When I conceived the design of Austin for the first time, I've sworn to always adhere to two guiding principles:
- no dependencies other than the standard C library (and whatever system calls the OS provides);
- minimal impact on the tracee, even under high sampling frequency.
Let me elaborate on why I decided to stick to these two rules. The first one
is more of a choice of simplicity. The power horse of Austin is the capability
of reading the private memory of any process, be it a child process or not. Many
platforms provide the API or system calls to do that, some with more security
gotchas than others. Once Austin has access to that information, the rest is
plain C code that makes sense of that data and provides a meaningful
representation to the user by merely calling libc
's fprintf
on a loop.
The second guiding principle is what everybody desires from observability tools. We want to be able to extract as much information as possible from a running program, perturbing it as little as possible as to avoid skewed data. Austin can make this guarantee because reading VM memory does not require the tracee to be halted. Furthermore, the fact that Python has a GIL implies that a simple Python application will run on at most one physical core. To be more precise, a normal, pure-Python application would not spend more CPU time than wall-clock time. Therefore, on machines with multiple cores, even if Austin ends up acting like a busy loop at high sampling frequencies and hogging a physical core, there would still be plenty of other cores to run the Python application unperturbed and unaware that is being spied on. Even for multiprocess applications, the expected impact is minimal, for if you are running, say, a uWSGI server on a 64-core machine, you wouldn't lose much if Austin hogs one of them. Besides, you probably don't need to sample at very high frequences (like once every 50 microseconds), but you could be happy with, e.g. 1000 Hz, which is still pretty high, but would not cause Austin to require an entire core for itself.
When you put these two principles together you get a tool that compiles down to a single tiny binary and that has minimal impact on the tracee at runtime. The added bonus is that it doesn't even require any instrumentation! These are surely ideal features for an observability tool that make Austin very well suited for running in a production environment.
But Austin strengths are also its limitations unfortunately. What if our
application has parts written as Python extensions, e.g. native C/C++
extensions, Cython, Rust, or even assembly? By
reading a process private VM, Austin can only reconstruct the pure-Python call
stacks. To unwind the native call stacks, Austin would need to use some heavier
machinery. Forget about using a third-party library for doing that, which would
violate the first principle, the more serious issue here is that there are
currently no ways of avoiding the use of system calls like ptrace(2)
from user-space. This would be a serious violation of the second principle. Why?
Because stack unwinding using ptrace
requires threads to be halted, thus
causing a non-negligible impact on the tracee. Besides, stack unwinding is not
exactly straight-forward on every platform to implement.

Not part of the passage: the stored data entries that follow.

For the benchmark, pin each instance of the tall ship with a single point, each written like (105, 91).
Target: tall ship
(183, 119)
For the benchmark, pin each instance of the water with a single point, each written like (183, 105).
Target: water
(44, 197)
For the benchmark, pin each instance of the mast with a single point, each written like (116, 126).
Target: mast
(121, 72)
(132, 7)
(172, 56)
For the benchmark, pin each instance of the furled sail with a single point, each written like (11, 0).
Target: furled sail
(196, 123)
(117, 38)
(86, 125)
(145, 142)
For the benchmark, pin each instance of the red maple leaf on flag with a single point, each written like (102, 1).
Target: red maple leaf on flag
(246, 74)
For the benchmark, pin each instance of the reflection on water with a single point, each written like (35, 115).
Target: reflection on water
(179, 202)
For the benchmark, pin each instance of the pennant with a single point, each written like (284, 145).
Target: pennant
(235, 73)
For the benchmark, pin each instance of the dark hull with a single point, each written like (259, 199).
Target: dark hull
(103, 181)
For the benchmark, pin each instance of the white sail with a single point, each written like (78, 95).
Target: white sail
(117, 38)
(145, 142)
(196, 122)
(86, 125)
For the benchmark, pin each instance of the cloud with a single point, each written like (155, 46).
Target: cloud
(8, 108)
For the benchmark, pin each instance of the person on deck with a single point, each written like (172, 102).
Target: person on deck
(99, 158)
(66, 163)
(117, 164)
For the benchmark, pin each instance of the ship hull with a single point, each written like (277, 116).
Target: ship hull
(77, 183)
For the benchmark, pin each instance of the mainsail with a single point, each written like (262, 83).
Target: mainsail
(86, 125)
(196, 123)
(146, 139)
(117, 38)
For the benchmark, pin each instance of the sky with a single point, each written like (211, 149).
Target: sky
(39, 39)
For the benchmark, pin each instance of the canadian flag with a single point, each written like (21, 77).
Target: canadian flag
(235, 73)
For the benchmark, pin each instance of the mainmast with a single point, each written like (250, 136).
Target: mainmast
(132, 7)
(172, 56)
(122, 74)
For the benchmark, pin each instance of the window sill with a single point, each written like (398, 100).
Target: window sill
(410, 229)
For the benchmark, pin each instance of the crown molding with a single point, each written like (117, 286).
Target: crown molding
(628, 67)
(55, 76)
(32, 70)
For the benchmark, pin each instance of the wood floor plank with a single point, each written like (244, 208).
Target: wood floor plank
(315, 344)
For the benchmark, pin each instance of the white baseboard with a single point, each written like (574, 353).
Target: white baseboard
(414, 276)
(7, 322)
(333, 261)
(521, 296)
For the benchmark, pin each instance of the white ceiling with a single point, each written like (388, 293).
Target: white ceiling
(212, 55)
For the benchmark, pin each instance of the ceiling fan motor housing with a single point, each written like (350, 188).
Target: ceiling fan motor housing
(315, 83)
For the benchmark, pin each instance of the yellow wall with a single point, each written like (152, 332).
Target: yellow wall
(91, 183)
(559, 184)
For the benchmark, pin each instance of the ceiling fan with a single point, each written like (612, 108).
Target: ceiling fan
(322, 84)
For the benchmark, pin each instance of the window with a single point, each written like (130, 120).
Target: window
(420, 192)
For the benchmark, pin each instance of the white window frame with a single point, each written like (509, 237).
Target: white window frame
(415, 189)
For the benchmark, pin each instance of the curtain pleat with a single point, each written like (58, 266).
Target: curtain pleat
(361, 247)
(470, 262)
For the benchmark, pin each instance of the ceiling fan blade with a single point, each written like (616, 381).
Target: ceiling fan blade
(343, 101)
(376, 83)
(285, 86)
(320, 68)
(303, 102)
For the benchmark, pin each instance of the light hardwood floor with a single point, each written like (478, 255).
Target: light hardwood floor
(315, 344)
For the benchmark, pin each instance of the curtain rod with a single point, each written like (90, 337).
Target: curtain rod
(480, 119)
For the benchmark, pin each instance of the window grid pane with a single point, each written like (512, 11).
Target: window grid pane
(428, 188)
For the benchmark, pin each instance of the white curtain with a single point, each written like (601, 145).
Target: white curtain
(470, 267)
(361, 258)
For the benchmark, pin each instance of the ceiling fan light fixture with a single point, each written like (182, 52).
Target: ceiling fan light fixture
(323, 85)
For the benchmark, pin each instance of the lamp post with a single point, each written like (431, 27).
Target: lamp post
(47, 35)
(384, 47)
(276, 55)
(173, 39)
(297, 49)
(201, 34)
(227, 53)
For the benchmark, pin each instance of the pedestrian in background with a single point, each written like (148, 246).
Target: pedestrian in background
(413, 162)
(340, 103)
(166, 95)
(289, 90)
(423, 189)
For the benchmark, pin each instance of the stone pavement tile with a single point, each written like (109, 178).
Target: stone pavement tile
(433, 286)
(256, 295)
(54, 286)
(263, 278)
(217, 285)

The compromise is austinp, a variant of Austin that can do native
stack unwinding, just on Linux, using libunwind
and ptrace
.
This tool is to be used when you really need to have observability into native
call stacks, as the use of ptrace
implies that the tracee will be impacted to
some extent. This is why, be default, austinp
samples at a much lower rate.
This doesn't mean that you cannot use this tool in a production environment, but
that you should be aware of the potential penalties that come with it. Many
observability tools from the past relied on ptrace
or similar to achieve their
goal, and austinp
is just a (relatively) new entry into that list. More modern
solutions rely on technologies like eBPF to provide efficient
observability into the Linux kernel, as well as into user-space.

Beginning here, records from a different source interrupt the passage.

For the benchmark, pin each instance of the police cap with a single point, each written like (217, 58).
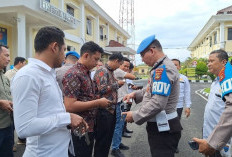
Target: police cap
(145, 43)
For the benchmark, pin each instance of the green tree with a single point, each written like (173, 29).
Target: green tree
(201, 69)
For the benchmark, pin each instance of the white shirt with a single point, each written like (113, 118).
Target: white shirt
(123, 90)
(39, 112)
(11, 73)
(213, 109)
(185, 95)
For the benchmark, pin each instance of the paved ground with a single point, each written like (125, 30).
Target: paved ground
(192, 128)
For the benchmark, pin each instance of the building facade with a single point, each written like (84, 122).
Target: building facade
(216, 34)
(81, 20)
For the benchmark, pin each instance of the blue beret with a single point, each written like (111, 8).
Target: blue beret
(145, 43)
(73, 53)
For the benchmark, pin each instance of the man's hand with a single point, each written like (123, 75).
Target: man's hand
(128, 97)
(78, 121)
(121, 83)
(204, 147)
(103, 102)
(187, 112)
(129, 117)
(6, 105)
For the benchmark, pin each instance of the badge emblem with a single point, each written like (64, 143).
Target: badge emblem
(158, 73)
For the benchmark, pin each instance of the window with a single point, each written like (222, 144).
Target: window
(215, 38)
(229, 33)
(101, 33)
(89, 26)
(70, 10)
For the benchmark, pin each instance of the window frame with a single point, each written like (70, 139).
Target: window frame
(70, 10)
(88, 26)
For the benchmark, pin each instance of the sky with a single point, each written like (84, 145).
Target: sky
(175, 23)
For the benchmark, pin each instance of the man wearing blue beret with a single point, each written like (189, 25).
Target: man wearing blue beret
(159, 100)
(71, 58)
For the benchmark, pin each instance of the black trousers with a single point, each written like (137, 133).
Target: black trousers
(162, 144)
(81, 149)
(104, 130)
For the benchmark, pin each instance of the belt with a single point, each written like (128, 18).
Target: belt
(169, 117)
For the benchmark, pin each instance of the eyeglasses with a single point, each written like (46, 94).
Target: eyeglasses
(144, 52)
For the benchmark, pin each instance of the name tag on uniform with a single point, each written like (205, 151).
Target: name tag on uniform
(162, 121)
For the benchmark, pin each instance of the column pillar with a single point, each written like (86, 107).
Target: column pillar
(222, 35)
(82, 25)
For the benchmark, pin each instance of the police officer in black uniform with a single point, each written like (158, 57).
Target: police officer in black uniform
(159, 100)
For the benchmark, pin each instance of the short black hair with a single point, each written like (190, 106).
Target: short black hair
(46, 36)
(91, 48)
(176, 60)
(221, 54)
(131, 66)
(1, 46)
(19, 59)
(117, 56)
(126, 59)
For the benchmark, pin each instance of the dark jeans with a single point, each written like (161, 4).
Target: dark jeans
(104, 130)
(81, 148)
(6, 141)
(162, 144)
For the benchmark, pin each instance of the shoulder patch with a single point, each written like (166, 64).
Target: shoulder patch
(222, 74)
(158, 73)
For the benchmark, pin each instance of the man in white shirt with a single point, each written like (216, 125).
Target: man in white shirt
(39, 112)
(121, 74)
(19, 62)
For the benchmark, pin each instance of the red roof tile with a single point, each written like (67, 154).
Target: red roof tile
(228, 10)
(114, 43)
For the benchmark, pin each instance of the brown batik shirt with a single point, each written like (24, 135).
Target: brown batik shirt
(78, 84)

Speaking of the Linux kernel, eBPF is not the only way to retrieve kernel
stacks. In the future we might have a variant of Austin that relies on eBPF for
some heavy lifting, but for now austinp
leverages the information exposed by
procfs
to push stack unwinding down to the Linux kernel level. The
austinp
variant has the same CLI of Austin, but with the extra option -k
,
which can be used to sample kernel stacks alongside native ones. I am still to
find a valid use-case for wanting to obtain kernel observability from a Python
program, but I think this could be an interesting way to see how the interpreter
interacts with the kernel; and perhaps someone might find ways of inspecting the
Linux kernel performance by coding a simple Python script rather than a more
verbose C equivalent.
You can find some examples of austinp
in action on my Twitter
account. This, for example, is what you'd get for a simple
scikit-learn classification model, when you open the collected
samples via the Austin VS Code extension:
The latest development builds of @AustinSampler, including the austinp variant for native stack sampling on Linux are now available from @github releases https://t.co/nBfzm3mDng. pic.twitter.com/IjVfAm1hRk
— Gabriele Tornetta 🇪🇺 🇮🇹 🇬🇧 (@p403n1x87) September 8, 2021
If you want to give austinp
a try you can follow the instructions on the
README for compiling from sources, or download the pre-built binary
from the the Development build. In the future, austinp
will be
available from ordinary releases too!